By analyzing existing cross correlation between American Express and Bellus Health, you can compare the effects of market volatilities on American Express and Bellus Health and check how they will diversify away market risk if combined in the same portfolio for a given time horizon. You can also utilize pair trading strategies of matching a long position in American Express with a short position of Bellus Health. Check out your portfolio center. Please also check ongoing floating volatility patterns of American Express and Bellus Health.

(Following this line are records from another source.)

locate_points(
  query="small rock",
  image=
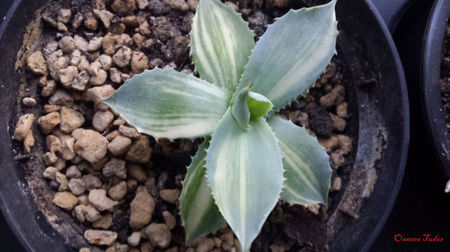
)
(95, 44)
(169, 219)
(335, 97)
(118, 191)
(124, 7)
(134, 239)
(122, 57)
(139, 62)
(345, 144)
(49, 158)
(114, 75)
(104, 16)
(119, 145)
(105, 61)
(104, 222)
(144, 28)
(140, 151)
(67, 44)
(118, 28)
(65, 200)
(90, 144)
(232, 5)
(64, 15)
(75, 57)
(73, 172)
(113, 134)
(90, 22)
(339, 124)
(48, 122)
(70, 119)
(80, 43)
(141, 210)
(159, 235)
(76, 186)
(23, 126)
(342, 110)
(87, 212)
(128, 132)
(142, 4)
(61, 98)
(227, 241)
(56, 61)
(77, 20)
(170, 195)
(97, 94)
(205, 245)
(48, 89)
(277, 248)
(180, 5)
(158, 8)
(192, 5)
(135, 171)
(100, 237)
(67, 147)
(80, 81)
(91, 181)
(50, 173)
(98, 198)
(109, 43)
(36, 63)
(115, 167)
(84, 63)
(102, 119)
(29, 101)
(62, 181)
(51, 108)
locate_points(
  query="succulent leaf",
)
(240, 110)
(245, 172)
(258, 105)
(292, 54)
(307, 165)
(221, 43)
(170, 104)
(199, 213)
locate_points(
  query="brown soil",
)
(292, 228)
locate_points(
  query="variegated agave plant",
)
(250, 157)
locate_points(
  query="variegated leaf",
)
(292, 54)
(199, 213)
(306, 163)
(170, 104)
(221, 43)
(258, 105)
(240, 109)
(245, 172)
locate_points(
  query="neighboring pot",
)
(383, 134)
(430, 87)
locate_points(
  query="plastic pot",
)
(430, 87)
(382, 116)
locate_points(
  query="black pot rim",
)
(430, 88)
(406, 127)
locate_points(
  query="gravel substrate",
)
(120, 186)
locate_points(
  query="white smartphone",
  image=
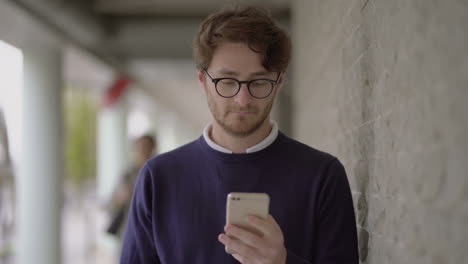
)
(239, 205)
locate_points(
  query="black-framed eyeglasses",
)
(229, 87)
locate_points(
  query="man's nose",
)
(243, 97)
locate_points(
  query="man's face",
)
(242, 114)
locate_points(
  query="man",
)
(178, 210)
(120, 201)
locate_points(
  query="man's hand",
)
(254, 249)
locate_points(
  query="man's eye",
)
(228, 82)
(260, 83)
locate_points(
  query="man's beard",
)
(243, 126)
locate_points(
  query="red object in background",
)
(115, 91)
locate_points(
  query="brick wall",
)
(383, 85)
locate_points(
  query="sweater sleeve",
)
(138, 245)
(336, 230)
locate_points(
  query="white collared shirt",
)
(263, 144)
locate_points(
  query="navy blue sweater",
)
(179, 204)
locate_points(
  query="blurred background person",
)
(143, 148)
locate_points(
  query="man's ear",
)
(281, 81)
(201, 78)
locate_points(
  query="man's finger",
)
(238, 246)
(263, 225)
(273, 222)
(245, 236)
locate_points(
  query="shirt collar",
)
(262, 145)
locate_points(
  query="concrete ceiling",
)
(179, 8)
(148, 39)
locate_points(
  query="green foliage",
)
(80, 146)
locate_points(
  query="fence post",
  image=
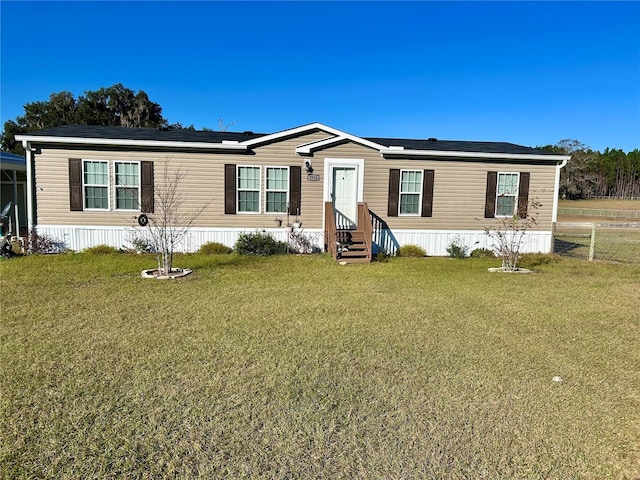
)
(592, 247)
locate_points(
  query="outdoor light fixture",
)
(308, 167)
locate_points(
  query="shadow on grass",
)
(564, 247)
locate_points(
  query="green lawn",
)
(295, 367)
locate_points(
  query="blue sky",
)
(530, 73)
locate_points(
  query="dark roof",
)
(198, 136)
(151, 134)
(458, 146)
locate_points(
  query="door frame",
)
(329, 165)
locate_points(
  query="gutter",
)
(397, 152)
(30, 186)
(556, 188)
(36, 139)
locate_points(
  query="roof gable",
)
(245, 141)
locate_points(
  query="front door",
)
(344, 197)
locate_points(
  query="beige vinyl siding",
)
(459, 188)
(458, 197)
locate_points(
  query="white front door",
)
(344, 196)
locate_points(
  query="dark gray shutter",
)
(295, 189)
(146, 187)
(427, 193)
(394, 192)
(75, 184)
(523, 194)
(490, 199)
(230, 188)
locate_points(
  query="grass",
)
(612, 243)
(295, 367)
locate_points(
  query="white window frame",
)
(515, 195)
(238, 189)
(85, 185)
(116, 186)
(267, 190)
(419, 193)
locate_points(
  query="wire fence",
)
(615, 242)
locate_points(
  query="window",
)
(506, 194)
(91, 183)
(243, 189)
(127, 181)
(249, 189)
(96, 184)
(410, 192)
(277, 191)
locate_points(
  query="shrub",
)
(457, 249)
(530, 260)
(302, 243)
(411, 251)
(101, 250)
(44, 243)
(214, 248)
(259, 243)
(482, 253)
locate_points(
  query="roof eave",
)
(393, 152)
(38, 139)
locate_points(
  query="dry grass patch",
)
(294, 367)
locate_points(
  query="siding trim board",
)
(435, 242)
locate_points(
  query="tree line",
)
(612, 173)
(110, 106)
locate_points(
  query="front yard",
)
(295, 367)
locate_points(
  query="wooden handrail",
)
(330, 229)
(365, 224)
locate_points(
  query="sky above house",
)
(531, 73)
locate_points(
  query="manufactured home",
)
(349, 195)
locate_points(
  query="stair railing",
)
(365, 223)
(330, 230)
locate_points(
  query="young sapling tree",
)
(168, 224)
(509, 234)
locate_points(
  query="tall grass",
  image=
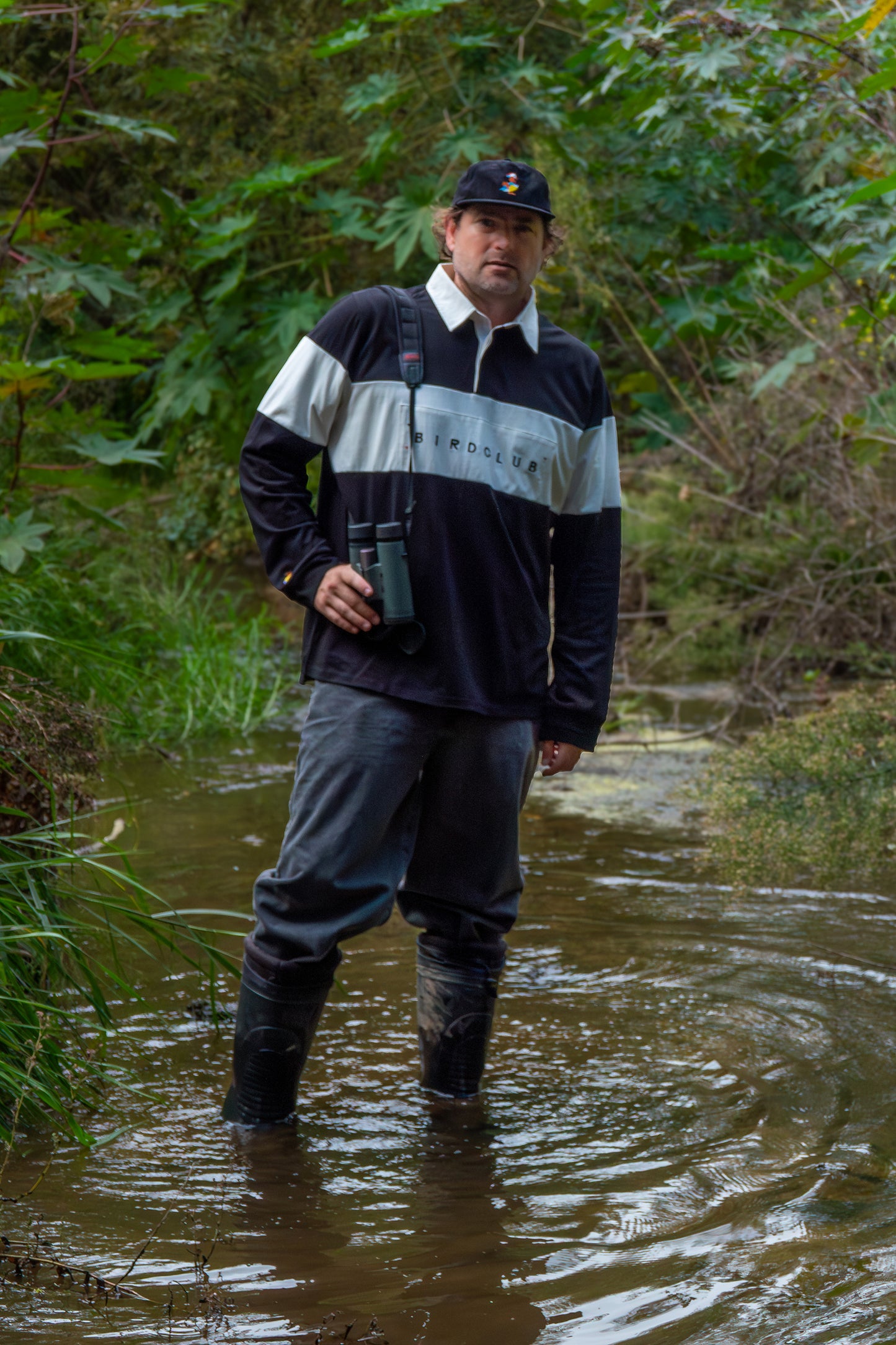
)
(159, 649)
(71, 912)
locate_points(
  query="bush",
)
(812, 799)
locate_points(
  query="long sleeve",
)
(292, 426)
(586, 557)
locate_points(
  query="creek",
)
(687, 1132)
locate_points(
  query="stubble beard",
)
(490, 285)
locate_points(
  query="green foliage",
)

Diversification Opportunities for American Express and Bellus Health

0.34
  Correlation Coefficient

Weak diversification

The 3 months correlation between American and Bellus is 0.34. Overlapping area represents the amount of risk that can be diversified away by holding American Express and Bellus Health in the same portfolio, assuming nothing else is changed. The correlation between historical prices or returns on Bellus Health and American Express is a relative statistical measure of the degree to which these equity instruments tend to move together. The correlation coefficient measures the extent to which returns on American Express are associated (or correlated) with Bellus Health. Values of the correlation coefficient range from -1 to +1, where. The correlation of zero (0) is possible when the price movement of Bellus Health has no effect on the direction of American Express i.e., American Express and Bellus Health go up and down completely randomly.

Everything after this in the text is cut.